Programming lesson
Build a RISC-V Pipeline Simulator: A Step-by-Step Guide for CDA 4102/5155
Learn to build a cycle-accurate RISC-V pipeline simulator for CDA 4102/5155. Covers fetch, decode, issue, execute, and writeback with scoreboarding and hazard handling.
Understanding the RISC-V Pipeline Simulator Project
If you're taking CDA 4102 or CDA 5155 in Fall 2025, you already know that Project 2 is all about creating a cycle-by-cycle simulator for a pipelined RISC-V processor. This is no small task—it's like building a miniature CPU in software. But don't worry: this guide will walk you through the key concepts, using timely analogies to make the abstract concrete. Think of it as the playbook for your team's championship run, where every cycle counts.
Pipeline Basics: The Assembly Line Analogy
A pipelined processor works like a modern car assembly line. At a Tesla Gigafactory, each station performs a specific task: installing the battery pack, attaching doors, mounting wheels.
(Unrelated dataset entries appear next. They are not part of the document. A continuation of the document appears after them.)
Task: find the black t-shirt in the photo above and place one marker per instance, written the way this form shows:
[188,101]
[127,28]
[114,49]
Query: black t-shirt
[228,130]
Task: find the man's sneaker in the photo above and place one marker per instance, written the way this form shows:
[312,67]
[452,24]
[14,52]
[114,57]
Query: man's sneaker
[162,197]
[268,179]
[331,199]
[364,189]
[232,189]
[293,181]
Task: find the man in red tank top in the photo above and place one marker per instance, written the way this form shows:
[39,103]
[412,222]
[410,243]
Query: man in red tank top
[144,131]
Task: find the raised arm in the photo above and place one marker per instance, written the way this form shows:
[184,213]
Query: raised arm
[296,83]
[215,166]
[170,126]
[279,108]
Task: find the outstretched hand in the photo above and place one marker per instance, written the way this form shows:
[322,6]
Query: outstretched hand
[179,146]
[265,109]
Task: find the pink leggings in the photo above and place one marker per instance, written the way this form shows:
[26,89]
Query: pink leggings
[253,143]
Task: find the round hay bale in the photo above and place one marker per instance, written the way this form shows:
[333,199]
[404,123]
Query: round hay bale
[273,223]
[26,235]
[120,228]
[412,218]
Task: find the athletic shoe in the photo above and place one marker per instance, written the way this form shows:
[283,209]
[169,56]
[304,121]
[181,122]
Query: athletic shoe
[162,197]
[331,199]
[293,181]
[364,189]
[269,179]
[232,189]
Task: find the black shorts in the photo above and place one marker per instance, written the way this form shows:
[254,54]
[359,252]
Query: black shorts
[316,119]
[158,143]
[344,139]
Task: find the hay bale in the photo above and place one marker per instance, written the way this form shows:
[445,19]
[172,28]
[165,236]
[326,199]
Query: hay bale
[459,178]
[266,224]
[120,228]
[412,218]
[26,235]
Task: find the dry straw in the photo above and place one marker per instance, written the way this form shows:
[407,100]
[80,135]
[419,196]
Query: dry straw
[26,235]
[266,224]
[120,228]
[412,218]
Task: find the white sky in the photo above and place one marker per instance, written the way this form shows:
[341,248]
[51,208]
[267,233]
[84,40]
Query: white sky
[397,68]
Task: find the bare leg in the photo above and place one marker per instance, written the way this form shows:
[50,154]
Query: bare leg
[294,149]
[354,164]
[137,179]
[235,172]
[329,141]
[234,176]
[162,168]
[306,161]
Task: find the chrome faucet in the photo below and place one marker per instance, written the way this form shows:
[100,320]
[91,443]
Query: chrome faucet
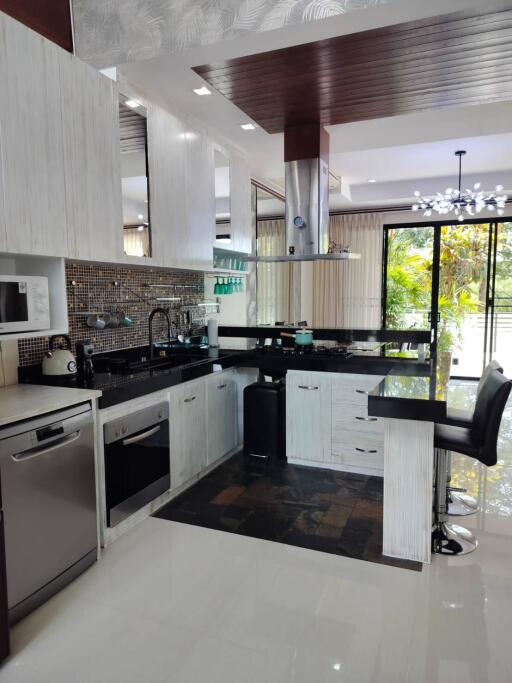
[150,325]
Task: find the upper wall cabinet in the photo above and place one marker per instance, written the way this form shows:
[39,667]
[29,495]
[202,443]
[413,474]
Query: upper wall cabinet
[59,151]
[240,193]
[91,162]
[181,173]
[31,142]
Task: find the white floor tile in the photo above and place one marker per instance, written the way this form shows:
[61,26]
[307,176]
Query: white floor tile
[180,604]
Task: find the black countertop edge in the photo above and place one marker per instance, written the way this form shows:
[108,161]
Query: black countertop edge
[407,408]
[120,388]
[332,334]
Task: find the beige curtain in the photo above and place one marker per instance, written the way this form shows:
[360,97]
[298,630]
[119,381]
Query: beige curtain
[136,242]
[274,280]
[348,294]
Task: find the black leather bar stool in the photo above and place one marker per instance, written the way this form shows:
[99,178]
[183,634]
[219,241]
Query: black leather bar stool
[459,502]
[478,441]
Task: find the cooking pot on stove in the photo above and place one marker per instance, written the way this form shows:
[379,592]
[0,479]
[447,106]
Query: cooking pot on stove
[59,360]
[302,337]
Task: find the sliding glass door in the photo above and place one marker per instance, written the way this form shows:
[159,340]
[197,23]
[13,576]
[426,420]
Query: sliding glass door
[455,280]
[499,302]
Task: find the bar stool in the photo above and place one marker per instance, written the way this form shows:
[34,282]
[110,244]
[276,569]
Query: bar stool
[459,502]
[479,442]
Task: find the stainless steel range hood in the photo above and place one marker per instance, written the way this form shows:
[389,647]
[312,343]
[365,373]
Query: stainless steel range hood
[307,198]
Similarly, your RISC-V pipeline has stages: Fetch, Decode, Issue, Execute, and Writeback. Instructions flow through these stages, and at the end of each clock cycle, they move to the next stage. Your simulator must track this flow cycle by cycle, just as a factory manager tracks each car's progress.
The key is that multiple instructions are in the pipeline at once. If one stage stalls (say, because a needed part isn't ready), the whole line might pause. In your simulator, you'll model this with queues and registers.
Fetch and Decode: The First Two Stages
The Instruction Fetch/Decode (IF) unit can grab up to two instructions per cycle, in program order. But it has to check conditions: Is the fetch unit stalled from a previous branch? Is there an empty slot in the Pre-Issue queue? If not, no new instructions can enter. This is like a ticket booth at a concert: if the entry line is full, no new tickets are sold until someone moves inside.
When a branch instruction (like beq or jal) is fetched, the unit tries to compute the target address right away. If the registers are ready, the PC updates immediately—zero penalty. Otherwise, the fetch unit stalls until the registers are available. This is a classic control hazard.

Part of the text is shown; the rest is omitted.